I don’t have a problem telling my age, though I’d be lying if I denied the clock’s ticking doesn’t make me sad sometimes. I don’t want to run out of time. When I feel this way, I reassure myself by remembering that there are no guarantees to the days ahead—I could get hit by a bus tomorrow. Hmmm. That doesn’t sound very reassuring, but my point is that there is no set time we have on this earth, and there is no limit for striving, seeking, finding, and not yielding.

Age for the average person doesn’t come without a few wrinkles, and while they’re nothing I aim for, I accept them—at least more than some people. I remember one bizarre conversation I had when I was the ripe old age of 19. I was in a college film production class downtown when these two very upscale girls came up to me after our first class. “How do you do it??” the one girl asked me as she smoothed her full-length fur coat after placing her oversized sunglasses on her face.

“Do what?” I replied.

“Stay so wrinkle-free?” I thought they were joking, but they were indeed very serious.

“Uh…I’m 19…there’s nothing to do…”

“Oh, yes, yes, there is. We are very careful. We stay out of the sun and smile as little as possible. We don’t want laugh lines! And we saw you just laughing away in class. Yet your skin looks so nice. So what do you do?” These two were maybe 21. I was dumbfounded. I think it was at that moment that they helped me see what value I would put on wrinkles in my years to come.

“Well, I guess I’ll be the wrinkled one who’s laughed a lot as the years go by.”

With that response, they simultaneously looked at me with disdain and turned and left. I sometimes wonder where those two might be today. I really hope they have a few laugh lines.

As a kid, I was very into collecting patches or stickers of places I had traveled to, and in a way, wrinkles are a variation of that kind of collection to me. While I don’t have wrinkles specific to certain experiences (that would be interesting!), they are still a reflection of the life I’ve lived so far.

It bums me out that wrinkles are such an issue for American women. There is more value to us than the elasticity in our faces.
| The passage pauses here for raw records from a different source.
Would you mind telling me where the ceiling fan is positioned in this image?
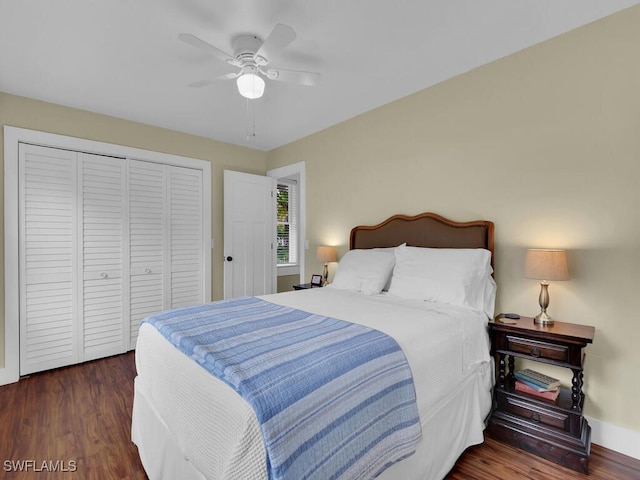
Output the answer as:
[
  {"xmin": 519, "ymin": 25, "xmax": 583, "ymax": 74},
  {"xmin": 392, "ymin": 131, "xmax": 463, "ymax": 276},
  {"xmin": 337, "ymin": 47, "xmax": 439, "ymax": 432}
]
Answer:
[{"xmin": 178, "ymin": 23, "xmax": 320, "ymax": 99}]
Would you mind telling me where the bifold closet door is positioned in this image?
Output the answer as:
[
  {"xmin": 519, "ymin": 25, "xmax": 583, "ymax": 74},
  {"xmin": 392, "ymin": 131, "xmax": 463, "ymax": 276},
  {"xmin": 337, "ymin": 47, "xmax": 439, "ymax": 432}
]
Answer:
[
  {"xmin": 19, "ymin": 144, "xmax": 204, "ymax": 375},
  {"xmin": 129, "ymin": 160, "xmax": 204, "ymax": 349},
  {"xmin": 167, "ymin": 166, "xmax": 204, "ymax": 308},
  {"xmin": 78, "ymin": 153, "xmax": 128, "ymax": 361},
  {"xmin": 18, "ymin": 145, "xmax": 81, "ymax": 375},
  {"xmin": 128, "ymin": 160, "xmax": 168, "ymax": 350}
]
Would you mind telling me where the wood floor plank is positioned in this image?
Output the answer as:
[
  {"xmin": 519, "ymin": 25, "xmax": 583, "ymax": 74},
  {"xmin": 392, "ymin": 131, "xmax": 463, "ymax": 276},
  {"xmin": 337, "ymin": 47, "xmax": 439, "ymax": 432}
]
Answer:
[{"xmin": 0, "ymin": 352, "xmax": 640, "ymax": 480}]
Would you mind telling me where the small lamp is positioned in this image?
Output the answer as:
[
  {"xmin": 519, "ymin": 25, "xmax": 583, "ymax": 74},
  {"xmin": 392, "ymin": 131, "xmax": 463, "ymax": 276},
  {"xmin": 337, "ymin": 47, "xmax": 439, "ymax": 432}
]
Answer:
[
  {"xmin": 316, "ymin": 246, "xmax": 338, "ymax": 285},
  {"xmin": 524, "ymin": 248, "xmax": 569, "ymax": 325}
]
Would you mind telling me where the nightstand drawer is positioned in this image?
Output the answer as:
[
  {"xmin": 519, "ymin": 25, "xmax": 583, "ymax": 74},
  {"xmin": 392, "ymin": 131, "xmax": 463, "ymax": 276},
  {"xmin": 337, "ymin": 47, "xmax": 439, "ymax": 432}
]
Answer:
[
  {"xmin": 505, "ymin": 395, "xmax": 570, "ymax": 432},
  {"xmin": 507, "ymin": 335, "xmax": 569, "ymax": 362}
]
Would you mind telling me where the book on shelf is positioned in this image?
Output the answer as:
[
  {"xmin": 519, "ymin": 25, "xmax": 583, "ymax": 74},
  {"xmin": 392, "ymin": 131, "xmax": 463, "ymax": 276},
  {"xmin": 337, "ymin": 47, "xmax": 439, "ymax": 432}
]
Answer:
[
  {"xmin": 514, "ymin": 368, "xmax": 560, "ymax": 390},
  {"xmin": 516, "ymin": 377, "xmax": 558, "ymax": 392},
  {"xmin": 516, "ymin": 380, "xmax": 560, "ymax": 401}
]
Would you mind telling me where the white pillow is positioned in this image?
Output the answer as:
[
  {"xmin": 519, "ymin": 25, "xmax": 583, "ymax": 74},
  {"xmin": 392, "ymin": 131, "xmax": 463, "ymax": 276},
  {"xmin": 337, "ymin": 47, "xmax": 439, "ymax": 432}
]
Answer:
[
  {"xmin": 389, "ymin": 246, "xmax": 495, "ymax": 317},
  {"xmin": 331, "ymin": 249, "xmax": 396, "ymax": 295}
]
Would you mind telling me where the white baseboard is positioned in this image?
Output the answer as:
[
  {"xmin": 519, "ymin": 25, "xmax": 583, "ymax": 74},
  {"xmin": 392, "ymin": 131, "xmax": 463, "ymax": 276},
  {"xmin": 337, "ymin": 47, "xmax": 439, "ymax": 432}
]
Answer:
[{"xmin": 586, "ymin": 417, "xmax": 640, "ymax": 460}]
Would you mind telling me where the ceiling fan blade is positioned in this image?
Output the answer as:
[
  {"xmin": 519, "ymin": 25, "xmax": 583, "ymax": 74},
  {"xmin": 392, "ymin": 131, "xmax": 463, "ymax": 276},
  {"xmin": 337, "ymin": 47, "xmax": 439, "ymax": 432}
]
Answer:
[
  {"xmin": 256, "ymin": 23, "xmax": 296, "ymax": 60},
  {"xmin": 178, "ymin": 33, "xmax": 234, "ymax": 62},
  {"xmin": 189, "ymin": 71, "xmax": 242, "ymax": 88},
  {"xmin": 217, "ymin": 70, "xmax": 242, "ymax": 80},
  {"xmin": 266, "ymin": 68, "xmax": 320, "ymax": 87},
  {"xmin": 189, "ymin": 79, "xmax": 214, "ymax": 88}
]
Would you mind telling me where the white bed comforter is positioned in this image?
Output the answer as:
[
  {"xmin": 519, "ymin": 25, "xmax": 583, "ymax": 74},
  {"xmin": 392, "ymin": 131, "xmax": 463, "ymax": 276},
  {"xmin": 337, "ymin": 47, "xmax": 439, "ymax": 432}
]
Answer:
[{"xmin": 132, "ymin": 287, "xmax": 490, "ymax": 480}]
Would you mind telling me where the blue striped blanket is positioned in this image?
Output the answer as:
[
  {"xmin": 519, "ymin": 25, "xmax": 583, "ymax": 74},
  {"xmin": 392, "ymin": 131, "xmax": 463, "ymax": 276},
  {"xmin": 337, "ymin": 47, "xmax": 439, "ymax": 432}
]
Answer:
[{"xmin": 143, "ymin": 297, "xmax": 421, "ymax": 480}]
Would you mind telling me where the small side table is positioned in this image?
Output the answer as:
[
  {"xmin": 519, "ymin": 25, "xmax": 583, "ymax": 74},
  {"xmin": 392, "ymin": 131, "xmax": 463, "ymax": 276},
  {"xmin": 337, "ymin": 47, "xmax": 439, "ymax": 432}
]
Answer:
[
  {"xmin": 487, "ymin": 315, "xmax": 595, "ymax": 473},
  {"xmin": 293, "ymin": 283, "xmax": 322, "ymax": 290}
]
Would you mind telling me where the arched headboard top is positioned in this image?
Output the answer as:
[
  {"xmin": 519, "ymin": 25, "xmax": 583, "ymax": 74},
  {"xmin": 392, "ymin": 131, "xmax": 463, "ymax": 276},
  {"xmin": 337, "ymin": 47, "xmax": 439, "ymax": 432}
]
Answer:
[{"xmin": 349, "ymin": 212, "xmax": 494, "ymax": 263}]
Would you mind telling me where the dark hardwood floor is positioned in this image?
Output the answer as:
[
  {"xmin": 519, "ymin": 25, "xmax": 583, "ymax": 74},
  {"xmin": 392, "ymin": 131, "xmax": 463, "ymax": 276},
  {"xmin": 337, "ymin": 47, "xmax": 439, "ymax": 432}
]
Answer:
[{"xmin": 0, "ymin": 352, "xmax": 640, "ymax": 480}]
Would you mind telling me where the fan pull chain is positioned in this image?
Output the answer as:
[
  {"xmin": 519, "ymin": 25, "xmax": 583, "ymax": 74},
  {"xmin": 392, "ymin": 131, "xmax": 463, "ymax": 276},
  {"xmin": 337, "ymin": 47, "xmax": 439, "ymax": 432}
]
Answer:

We should be proud of the journeys we are taking. And while I absolutely believe that we should take good care of ourselves, I don’t think the aging process should be a cause of shame, but more like a badge of honor.

Lately, my 87-year-old mother has taken to looking at me without her glasses and announcing, “You have no wrinkles!” I know she is trying to make me feel good, and I also know she has a pretty strong eyeglass prescription.

I do have wrinkles. For now, they’re mainly evident when I smile or laugh. As my 19-year-old self foresaw, it shows that I have indeed done some considerable laughing and smiling in my 46 years. Isn’t that something to feel good about? I think so.